RUSH: Yep, we had to invent our traumas.

And guess what?

For every trauma we invented (or for most of them) there’s a pill.

There’s a pill to get rid of the stress. There’s a pill to get rid of the problem, whatever we’ve had to invent. Thing is, my parents and grandparents, they knew when they were teenagers that life was about much more than them, that things were much bigger than they were individually. There are people my age, alive today, who still haven’t figured that out. They have had it so comparatively easy… They don’t think so, by the way. Their invented stress is real.

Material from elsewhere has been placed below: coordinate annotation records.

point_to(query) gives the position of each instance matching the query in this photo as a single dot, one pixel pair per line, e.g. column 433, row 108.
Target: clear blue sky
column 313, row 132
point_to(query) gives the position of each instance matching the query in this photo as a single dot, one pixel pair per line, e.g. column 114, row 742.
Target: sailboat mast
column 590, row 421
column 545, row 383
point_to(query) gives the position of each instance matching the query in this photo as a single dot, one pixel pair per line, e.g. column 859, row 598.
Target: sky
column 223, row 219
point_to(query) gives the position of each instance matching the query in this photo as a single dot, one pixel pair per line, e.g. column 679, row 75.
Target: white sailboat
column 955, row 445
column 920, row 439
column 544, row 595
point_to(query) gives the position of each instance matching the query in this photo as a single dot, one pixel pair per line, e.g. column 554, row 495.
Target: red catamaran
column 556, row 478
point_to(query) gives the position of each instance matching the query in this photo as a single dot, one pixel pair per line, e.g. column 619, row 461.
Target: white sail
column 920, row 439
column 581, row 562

But they’ve had it so comparatively easy in real terms that they still have time to make themselves the center of the universe. They have not learned that there are things bigger than themselves. They’re self-important, never had to grow up. It’s patently obvious. And I think these are all factors that, to one degree or another, explain various political realities today. Obama’s not technically a Boomer, but he has all the worst characteristics of the Boomer generation. All of the worst.

But he’s technically not one. He doesn’t have the excuse of being a Boomer. There are other things that created it, led to it. But these people think the world resolves around them and that everybody’s thinking about them and that everybody cares about them. And, of course, look at Obama. In the press, everything is about him. He almost has an excuse. We can’t change any of this, and I wouldn’t want to. That’s not the point. And, by the way, don’t misunderstand me here.

I’m not denying that there are real hardships in life today. They’re just not the same ones. I don’t know how many; I wouldn’t want to put a percentage on it. Well, look at 9/11. Look at 9/11! There were more people killed at 9/11 than at Pearl Harbor. What did we do after Pearl Harbor? We all mobilized, and we didn’t stop until those people surrendered. Now what do we do? We want to build a mosque at Ground Zero! We want to let the people who participated in that destruction build a mosque there.

A lot of our citizens think that’s a good idea!

It is profoundly different, in a lot of ways that are not helpful.